Bei der Abfahrt in Frankfurt noch der einzige Schwarz-Gelbe auf Tagesfahrt in den Norden Englands, gesellten sich schon am Kölner Flughafen weitere Borussen (aus Thüringen und der Domstadt selbst) hinzu. Mit im Gepäck abgepackte Döner, Pizzen, eine Palette sowie eine Kiste Kölsch. Mein erster Gedanke: beste Reisebegleiter.

Bustausch als einziges Problem

Ganz ohne Zwischenfälle verlief die Hinfahrt nicht. Bereits in Brüssel musste der Bus aufgrund eines „technischen Defekts“ ausgetauscht werden – auf irgendeinem Parkplatz einer Logistikfirma standen aber noch gut ein Dutzend weiterer Flixbus-Busse.

Mittwoch, 25. Oktober: Mitten in der Nacht erfolgte dann die Ankunft am Eurotunnel. Nach zwei Grenzkontrollen samt kompletten Gepäck aus- und wieder einladen, durfte die Reisegruppe weiter gen London fahren, pünktlich kam man in der englischen Hauptstadt an. Innerhalb weiterer sieben Stunden ging es von dort dann nach Newcastle – auf den letzten Autobahn-Kilometern wurde die Sehnsucht, endlich aussteigen zu dürfen, immer größer. Die Kölner-Kollegen hatten ihre Kölsch-Kiste noch immer voll mit dabei – wohl weil die Bus-Toilette klassischerweise Defekt war, wurde der Alkoholgenuss zeitweise eingestellt.

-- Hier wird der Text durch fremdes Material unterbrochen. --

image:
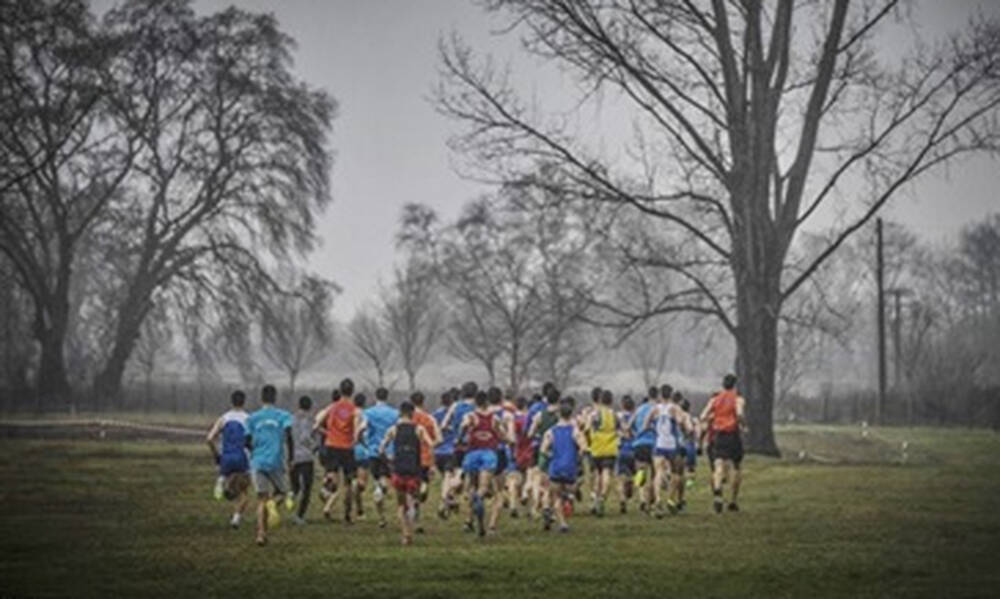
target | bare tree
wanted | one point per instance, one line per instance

Fan-Invasion im Norden Englands

Im typisch-britischen Grau übernahmen rund 3000 Borussen dann die Innenstadt in Newcastle. Zahlreiche Restaurants und Pubs wurden in Schwarz-Gelb getaucht. Offenbar ein Highlight für viele Einwohner war der Fanmarsch vom Grey’s Monument in Richtung St. James Park. „Abgesichert“ mit ein paar Polizisten pilgerten wir mitten durch die Stadt zum Stadion – hin undwieder flogen Dosen und Flaschen. Dank zahlreicher Handys kam man sich durchaus vor wie im Zoo.

Ähnlich eingefercht war auch die Einlasssituation am Stadion. Durch engste Tore wurden wir ins Stadion geschleust, Menschen mit einem BMI von mehr als 28 mussten einen Seiteneingang benutzten, das Drehkreuz war dafür nicht ausgelegt. Und auch der Aufgang Richtung Block ähnelte einem Besuch im Fitnessstudio. Nach 140 Stufen hatte man es endlich geschafft.

Zum Spiel selbst ist alles gesagt. Der BVB erkämpfte sich einen wichtigen Dreier, um doch noch ein Wörtchen um das Weiterkommen in der Champions League mitzureden. Zwei Mal Aluminium gegen Ende der Partie ließ uns im Gästeblock den Atem stocken. Beim erlösenden Abpiff aber dann Ekstase. Die Anhänger von Newcastle United zeigten sich nach Ende der Dortmunder Blocksperre als faire Verlierer, gratulierten zum Sieg und freuten sich bereits auf das Rückspiel im Westfalenstadion am 7. November.

Völlig erschöpft, aber überglücklich ging es zurück ins Hotel.

Donnerstag, 26. Oktober: Nach einer kurzen Nacht und einem Besuch am Frühstücksbuffet wurde die restliche Wartezeit bis zur Abfahrt des Busses genutzt, um sich den St. James Park auch noch einmal im Hellen anzusehen. Schon ein schmuckes Ding.

Als einziger Borusse ging es dann aber erneut mit dem Flixbus zurück Richtung London, dann zum Eurotunnel und nach Stopps in Brüssel, Lüttich, Aachen und Köln wieder nach Frankfurt. Auch die Rückfahrt verlief ohne Komplikationen, keine Verspätung, nix. Da könnte sich so manches Unternehmen mit zwei großen roten Buchstaben im Logo eine Scheibe von abschneiden.

Aprospos: Die Kiste Kölsch wurde nie mehr gesehen. Legenden besagen, dass sie noch heute gut gefüllt in irgendeinem Flixbus durch halb Europa tingelt.